戸塚に着くと、Cチームの専マネになっていた百合音が見えた。

俺に気が付いて、駆け寄ってくる。


「卓、どんな様子だった?」

「いつも通りだったよ。全然緊張してないみたいだった」


心配そうな表情だった百合音が、ホッと息を吐いた。

それより、もう1区は走り出しているはずだ。どんな様子なのだろう。

待機場所に入ると、記録担当の先輩がタイム計測地点の部員と携帯でやり取りをしている。

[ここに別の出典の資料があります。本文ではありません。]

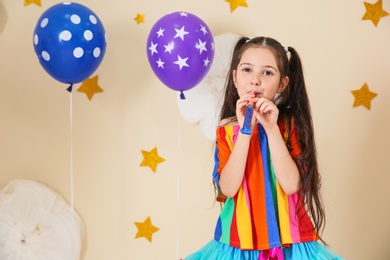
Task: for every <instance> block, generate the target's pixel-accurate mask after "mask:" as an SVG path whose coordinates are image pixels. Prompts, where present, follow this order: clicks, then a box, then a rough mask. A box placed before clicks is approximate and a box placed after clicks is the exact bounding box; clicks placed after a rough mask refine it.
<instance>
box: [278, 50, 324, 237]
mask: <svg viewBox="0 0 390 260" xmlns="http://www.w3.org/2000/svg"><path fill="white" fill-rule="evenodd" d="M288 52H289V55H290V60H289V68H288V70H289V72H288V76H289V79H290V81H289V87H288V88H287V89H288V91H287V93H286V95H288V97H286V98H285V99H284V100H285V104H284V110H285V111H288V112H287V114H289V116H288V118H294V122H295V125H296V129H297V132H298V136H299V138H300V139H299V144H300V146H301V154H300V156H299V158H297V165H298V167H299V172H300V175H301V178H300V186H301V187H300V191H301V199H302V200H303V205H306V208H307V210H308V212H309V214H310V216H311V217H312V219H313V222H314V228H315V229H316V230H317V231H318V233H319V234H318V235H319V238H320V239H321V241H322V242H323V243H324V244H326V243H325V242H324V241H323V240H322V238H321V236H320V233H322V230H323V228H324V225H325V211H324V207H323V203H322V200H321V197H320V188H321V176H320V174H319V172H318V163H317V151H316V145H315V140H314V128H313V122H312V116H311V108H310V102H309V98H308V95H307V91H306V86H305V79H304V75H303V68H302V63H301V59H300V57H299V55H298V53H297V52H296V50H295V49H294V48H292V47H288ZM298 210H299V209H298Z"/></svg>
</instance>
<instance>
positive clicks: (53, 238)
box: [0, 180, 85, 260]
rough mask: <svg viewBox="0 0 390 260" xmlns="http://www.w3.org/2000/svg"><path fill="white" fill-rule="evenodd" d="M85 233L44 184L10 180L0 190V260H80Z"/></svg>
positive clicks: (70, 215)
mask: <svg viewBox="0 0 390 260" xmlns="http://www.w3.org/2000/svg"><path fill="white" fill-rule="evenodd" d="M72 215H73V217H72ZM84 230H85V227H84V223H83V222H82V221H81V219H80V217H79V216H78V215H77V213H76V212H75V211H73V214H72V209H71V207H70V206H69V205H68V204H67V203H66V202H65V201H64V199H63V198H62V197H60V196H59V195H57V194H56V193H55V192H54V191H53V190H51V189H49V188H48V187H46V186H45V185H43V184H40V183H37V182H35V181H31V180H13V181H11V182H9V183H8V184H7V185H6V186H5V187H4V188H3V189H2V190H0V259H1V260H16V259H17V260H76V259H80V253H81V247H82V242H83V240H84Z"/></svg>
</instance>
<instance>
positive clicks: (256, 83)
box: [251, 78, 260, 86]
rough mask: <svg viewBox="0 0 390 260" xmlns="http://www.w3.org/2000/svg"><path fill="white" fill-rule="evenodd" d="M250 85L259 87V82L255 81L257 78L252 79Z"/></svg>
mask: <svg viewBox="0 0 390 260" xmlns="http://www.w3.org/2000/svg"><path fill="white" fill-rule="evenodd" d="M251 85H254V86H260V80H259V79H257V78H253V79H252V80H251Z"/></svg>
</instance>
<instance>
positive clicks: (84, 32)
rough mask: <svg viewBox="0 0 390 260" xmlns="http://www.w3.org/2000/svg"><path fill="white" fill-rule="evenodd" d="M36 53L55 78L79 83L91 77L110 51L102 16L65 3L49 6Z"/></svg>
mask: <svg viewBox="0 0 390 260" xmlns="http://www.w3.org/2000/svg"><path fill="white" fill-rule="evenodd" d="M33 44H34V50H35V53H36V54H37V56H38V59H39V62H40V64H41V65H42V67H43V68H44V69H45V70H46V72H47V73H48V74H49V75H50V76H52V77H53V78H54V79H56V80H58V81H60V82H63V83H68V84H75V83H79V82H82V81H84V80H85V79H87V78H89V77H90V76H91V75H92V74H93V73H94V72H95V70H96V69H97V68H98V67H99V65H100V63H101V62H102V59H103V57H104V54H105V51H106V35H105V30H104V27H103V24H102V23H101V21H100V19H99V18H98V16H97V15H96V14H95V13H94V12H93V11H91V10H90V9H89V8H87V7H85V6H83V5H81V4H77V3H73V2H63V3H59V4H56V5H54V6H52V7H50V8H49V9H47V10H46V11H45V12H44V13H43V14H42V15H41V17H40V18H39V20H38V22H37V24H36V26H35V29H34V35H33Z"/></svg>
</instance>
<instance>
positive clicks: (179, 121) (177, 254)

その手元を覗き込むと、品川駅通過の記録が目に入った。

その時点で、12位。

第三集団の中にいるようだ。

時計が9時を過ぎた頃、トップは早くも襷に手をかけ始めた。

例年より早いペースだ。

もうすぐ卓が襷を受け取るんだ。

俺は自分のことのようにドキドキした。

1区は何位で入って来るだろう。

少しでも順位が上がってくれるといいのだが。

俺たちは祈るような気持ちでワンセグの画面を見ていた。

さっきチラッと映った画面では、うちの大学は第三集団に辛うじて噛り付いていたものの、かなりの疲労が見られた。

ワンセグの画面が慌ただしくなる。

トップランナーが中継所に入ってきたのだ。

今年最初の襷がつながる。

それと同時に、こっちでもトップとの差を計るためにストップウオッチを回し始めた。

次々にランナーが中継所に飛び込んでくる。


「あ、スタンバイしたよ!」


画面の中に、卓がスッと入ってきた。